Speaking on ABC Radio Australia’s Pacific Pulse programme, Dr Fa’aleava said the shortage of specialists leaves families carrying much of the burden when relatives become unwell.
“There’s a big gap in providers,” he said.
“There’s not really an in-depth treatment happening. A lot of the monitoring falls on families.”
Fa’aleava said Samoa’s limited mental health infrastructure means patients experiencing severe psychosis are sometimes temporarily housed in jail cells when hospital beds are unavailable.
He said stigma is still a big problem, with many people seeing mental illness as a spiritual issue rather than a health condition.
“A lot of times we perceive mental illness as a spiritual issue, a demonic attack,” he said.
“Prayer is important, but in addition to that, we need services.”
Fa’aleava said mental health is a spectrum.
“It’s not just ‘crazy.’ It’s anything that impacts your daily functioning.”
His advice to families and communities is simple: “Be kind. You don’t know what someone is going through.”
Fa’aleava is one of only six Samoan psychologists trained in the United States and is helping build networks among Samoan clinicians abroad to support communities back home.

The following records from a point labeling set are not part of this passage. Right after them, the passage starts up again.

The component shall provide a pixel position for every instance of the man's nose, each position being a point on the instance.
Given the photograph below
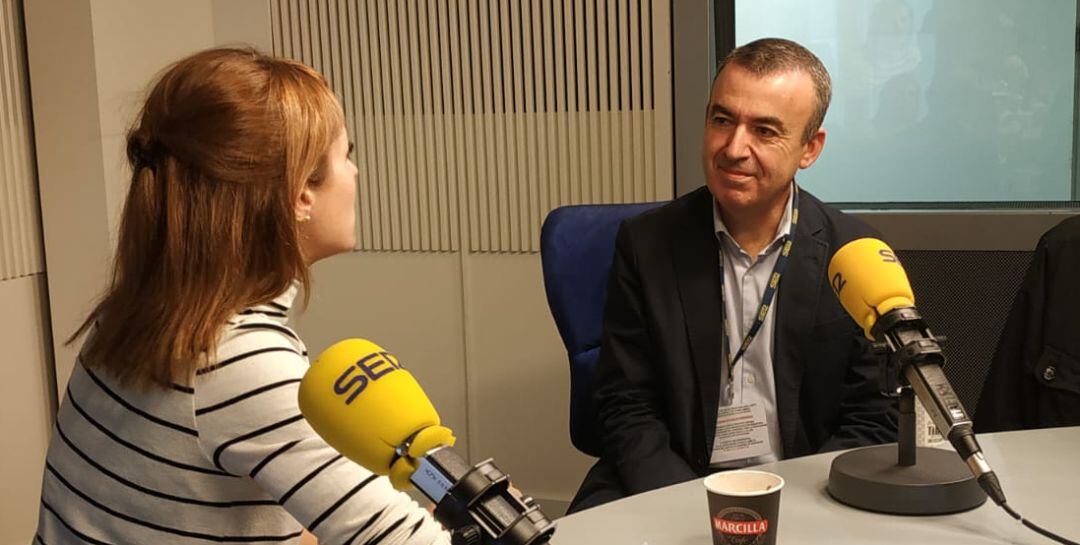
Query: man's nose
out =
(738, 146)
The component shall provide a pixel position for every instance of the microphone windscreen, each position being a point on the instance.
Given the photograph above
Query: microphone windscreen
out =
(363, 404)
(868, 280)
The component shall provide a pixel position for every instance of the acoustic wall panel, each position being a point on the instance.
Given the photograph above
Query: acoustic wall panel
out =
(475, 118)
(19, 217)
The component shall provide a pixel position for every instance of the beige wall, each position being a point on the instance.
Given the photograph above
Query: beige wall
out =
(90, 64)
(26, 405)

He works in an inpatient forensic unit at a California state prison, and in his current role, he treats inmates in crisis, stabilising them before returning them to their home prisons.
He said working in prisons has reinforced the importance of compassion.
“The label ‘inmate’ can distract you from realising these are still humans,” he said. “You never know what someone’s going through.”
Fa’aleava hopes more Samoan professionals overseas will eventually return or contribute expertise to strengthen services in Samoa. Until then, he said communities can start by shifting attitudes.